Enabling an Integrated Rate-temporal Learning Scheme on Memristor

Wei He 1,4, Kejie Huang 2,4, Ning Ning 1, Kiruthika Ramanathan 1, Guoqi Li 3, Yu Jiang 1, JiaYin Sze 1, Luping Shi 3,a, Rong Zhao 2,b, Jing Pei 3
PMCID: PMC3996481  PMID: 24755608

Abstract

Learning scheme is the key to the utilization of spike-based computation and the emulation of neural/synaptic behaviors toward realization of cognition. The biological observations reveal an integrated spike time- and spike rate-dependent plasticity as a function of presynaptic firing frequency. However, this integrated rate-temporal learning scheme has not been realized on any nano devices. In this paper, such scheme is successfully demonstrated on a memristor. Great robustness against the spiking rate fluctuation is achieved by waveform engineering with the aid of good analog properties exhibited by the iron oxide-based memristor. The spike-time-dependence plasticity (STDP) occurs at moderate presynaptic firing frequencies and spike-rate-dependence plasticity (SRDP) dominates other regions. This demonstration provides a novel approach in neural coding implementation, which facilitates the development of bio-inspired computing systems.

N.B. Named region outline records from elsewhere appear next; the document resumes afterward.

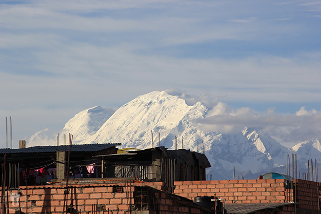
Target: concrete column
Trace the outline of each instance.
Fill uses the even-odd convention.
[[[64,179],[66,172],[66,152],[57,152],[57,178]]]

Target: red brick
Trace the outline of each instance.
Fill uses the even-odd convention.
[[[45,206],[48,205],[48,203],[46,201],[36,201],[36,205],[38,206]]]
[[[237,200],[240,200],[240,201],[245,200],[246,199],[247,199],[246,196],[239,196],[238,197],[237,197]]]
[[[277,200],[285,200],[285,196],[280,196],[276,197]]]
[[[105,207],[105,209],[107,210],[108,209],[110,210],[117,209],[117,204],[106,204]]]
[[[88,199],[89,199],[89,194],[88,194],[88,193],[78,194],[77,195],[77,198]]]
[[[82,199],[78,199],[77,200],[77,205],[83,205],[85,204],[85,200]]]
[[[256,196],[248,196],[248,200],[256,200]]]
[[[211,189],[202,189],[202,192],[210,192]]]
[[[43,194],[42,196],[41,196],[41,198],[40,199],[40,200],[52,200],[52,195],[51,194]],[[20,201],[26,201],[26,200],[24,200],[23,199],[22,199],[22,197],[20,197]]]
[[[226,192],[225,196],[233,196],[234,192]]]
[[[211,192],[218,192],[219,191],[219,189],[218,189],[217,188],[211,189]]]
[[[181,193],[179,194],[179,196],[182,197],[187,198],[187,197],[188,197],[188,194],[187,193]]]
[[[238,188],[239,192],[246,192],[247,191],[247,189],[246,188]]]
[[[101,199],[102,198],[101,193],[92,193],[90,194],[91,199]]]
[[[33,194],[45,194],[45,190],[44,189],[34,189],[32,192]]]
[[[86,199],[85,200],[85,203],[86,205],[89,204],[95,204],[97,203],[97,200],[96,199]]]
[[[41,197],[41,196],[39,196],[39,195],[30,196],[29,196],[29,198],[28,199],[28,200],[29,200],[29,201],[38,200],[40,199]]]
[[[52,199],[53,200],[64,200],[65,199],[65,195],[64,194],[54,194],[52,196]],[[29,199],[29,200],[30,200]]]
[[[107,187],[95,187],[95,192],[107,192]]]
[[[111,199],[114,198],[114,194],[110,192],[104,192],[102,193],[103,198]]]
[[[122,199],[110,199],[111,204],[121,204],[122,202]]]
[[[127,198],[127,195],[126,192],[116,192],[115,193],[115,198]]]
[[[30,210],[29,209],[28,209],[28,210]],[[43,207],[33,207],[31,210],[32,210],[31,211],[32,213],[33,213],[33,212],[42,212]],[[15,211],[15,210],[14,210],[14,211]]]
[[[93,193],[93,187],[86,187],[83,189],[83,193]]]
[[[206,184],[200,184],[198,185],[198,189],[204,189],[206,188]]]
[[[259,200],[254,200],[251,201],[251,203],[259,203]]]
[[[193,197],[193,198],[197,197],[197,194],[196,193],[190,193],[188,196],[189,196],[190,197]]]
[[[123,199],[123,202],[122,202],[122,204],[134,204],[135,203],[135,201],[134,200],[133,198],[131,199],[131,200],[129,198],[128,199]]]
[[[207,188],[216,188],[216,184],[208,184],[207,186]]]
[[[202,181],[201,184],[210,184],[210,181]]]

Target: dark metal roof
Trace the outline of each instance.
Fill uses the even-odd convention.
[[[226,204],[225,208],[229,214],[248,214],[266,209],[293,205],[294,203],[258,203],[251,204]]]
[[[116,146],[120,146],[121,143],[105,143],[95,144],[75,144],[71,147],[71,151],[93,152],[108,149]],[[58,149],[57,149],[58,148]],[[57,150],[68,151],[68,146],[32,146],[23,149],[0,149],[0,154],[21,153],[50,153],[55,152]]]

Our brain performs various cognitive tasks and outperforms the state-of-the-art von Neumann-based digital computer in many domains1,2. Brain inspired approach is one of the research directions to sustain the continuous performance improvement when downscaling of CMOS technology approaches its limits3,4,5. Despite the tremendous progress in VLSI technologies, it is still an insurmountable challenge to simulate our brain at the scale of 100 billion neurons and 100 trillion synapses using purely silicon-based devices6,7,8. It is widely agreed that the synapse - a biological connection between two neurons that allows information to flow from one to the other - is essential in mediating the processes of memory, learning and cognition9. A ubiquitous property of synapse is the ability to keep track of the activity history by shaping its plasticity, which is encoded via various forms of activity-dependent learning rules. Though the biological mechanism underlying the synaptic behaviors is still under debate, the identified parameters that influence synaptic plasticity including pre- and postsynaptic spiking interval10,11,12, spiking rate13,14, postsynaptic voltage15,16, dendritic location17,18, and postsynaptic depolarization19,20 have been reported. Generally, spiking-time-dependent plasticity (STDP), often interpreted as the “first law” of synaptic plasticity, focuses on the spike timing differences between the pre- and postsynaptic neurons in modifying the synaptic weight10,11,12,21. Apart from STDP, rate-dependent plasticity learning rule, which is termed as spike-driven rate-based plasticity13,22,23,24,25 or spike-rate-dependent plasticity (SRDP)26, expresses the dependence on spike frequency. Furthermore, in vivo experiments reveal that spike time- and spike rate-dependent plasticity integrate together as a function of presynaptic firing frequency14,27. When presynaptic neuron fires at moderate rates (10–20 Hz), STDP learning rule mostly occurs27. Outside of the moderate frequency region, spike rate-based synaptic learning rule governs the plasticity induction and is independent of pre- and postsynaptic spiking interval10,14,28. This integrated rate-temporal learning scheme is widely believed to play an important role in neural signal processing and information storage29,30,31. However, to our best knowledge, such learning scheme has not been realized on any devices.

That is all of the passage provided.